Now before you run into human resources demanding to know why you haven’t been granted your due savings, not so fast! The savings you’re going to find actually comes from taking advantage of National Walk to Work Day 2013 this Friday, April 5.
What is National Walk to Work Day?
Most people don’t know that National Walk to Work Day has been around for nearly a decade. It was first declared on April 2, 2004 by then-U.S. Secretary of Health and Human Services, Tommy G. Thompson, and continues every first Friday of April.
The idea was to create a day that would combat obesity and sedentary lifestyles which were growing at alarming rates. Thompson hoped to draw attention to the need to get exercise and get in shape.
Here are the primary and secondary goals of the day:
Goal #1: The primary goal of National Walk to Work Day is to have all Americans use this day to walk to their jobs.
Goal #2: Of course, not all Americans are able to walk to work. For those who can’t, the day encourages them to take a walk during lunch time, or another time during the day.
Ultimately, everyone should walk at least 30 minutes on National Walk to Work Day, which could encourage Americans to take on the challenge of adding a 30-minute walk to their daily lives.
What Are the Health Benefits of Walking to Work?
Taking at least 30 minutes out of your day to walk, which for most can easily be accomplished by walking to work, significantly improves your health.
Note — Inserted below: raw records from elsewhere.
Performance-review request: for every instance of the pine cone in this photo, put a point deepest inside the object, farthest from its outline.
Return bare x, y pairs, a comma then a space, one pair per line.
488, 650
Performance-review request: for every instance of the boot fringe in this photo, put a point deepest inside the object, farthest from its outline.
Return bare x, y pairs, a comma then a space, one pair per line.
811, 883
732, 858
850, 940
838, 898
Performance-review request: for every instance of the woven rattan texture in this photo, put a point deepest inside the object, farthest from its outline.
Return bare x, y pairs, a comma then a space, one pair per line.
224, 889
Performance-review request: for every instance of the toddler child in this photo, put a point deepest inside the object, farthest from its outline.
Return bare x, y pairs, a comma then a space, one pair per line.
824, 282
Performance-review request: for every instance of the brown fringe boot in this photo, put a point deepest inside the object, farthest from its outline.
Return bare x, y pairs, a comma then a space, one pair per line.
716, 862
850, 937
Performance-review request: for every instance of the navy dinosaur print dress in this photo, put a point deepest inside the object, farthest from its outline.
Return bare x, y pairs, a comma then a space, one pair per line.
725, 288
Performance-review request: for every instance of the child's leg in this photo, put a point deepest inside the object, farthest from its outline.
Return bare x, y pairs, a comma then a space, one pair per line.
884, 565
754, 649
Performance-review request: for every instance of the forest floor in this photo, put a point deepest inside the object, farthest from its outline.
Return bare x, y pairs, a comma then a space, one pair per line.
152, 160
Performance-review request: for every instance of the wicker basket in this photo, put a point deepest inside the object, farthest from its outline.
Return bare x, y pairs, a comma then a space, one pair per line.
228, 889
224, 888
According to the Mayo Clinic, walking offers a number of important health benefits:
- Lower low-density lipoprotein (LDL) cholesterol
- Raise high-density lipoprotein (HDL) cholesterol
- Lower blood pressure
- Reduce risk of (and manage) Type 2 diabetes
- Manage weight
Overall, the simple task of walking, whether doing so outdoors or on a treadmill, contributes to a longer and healthier life, not to mention that it provides emotional and mental benefits — but the best part is that it doesn’t cost a thing.
How You’re Saving Money on Walk to Work Day
So you’re probably wondering how this year’s Walk to Work Day can actually save you money. Here are a couple of ways you may or may not have thought of:
Save on Transportation Costs
If you are successfully able to walk to work, you can save on rising gas prices, which is always a bonus. And even if you take public transportation, you can save a few bucks while improving your health.
Now, suppose you decide to stretch that walk out to one week. If you drive a mid-size car with a 16-gallon gas tank and fill up once per week, according to the average gas price of $3.64 per gallon provided by GasBuddy.com, you could save nearly $60 per week — or $240 per month — by walking.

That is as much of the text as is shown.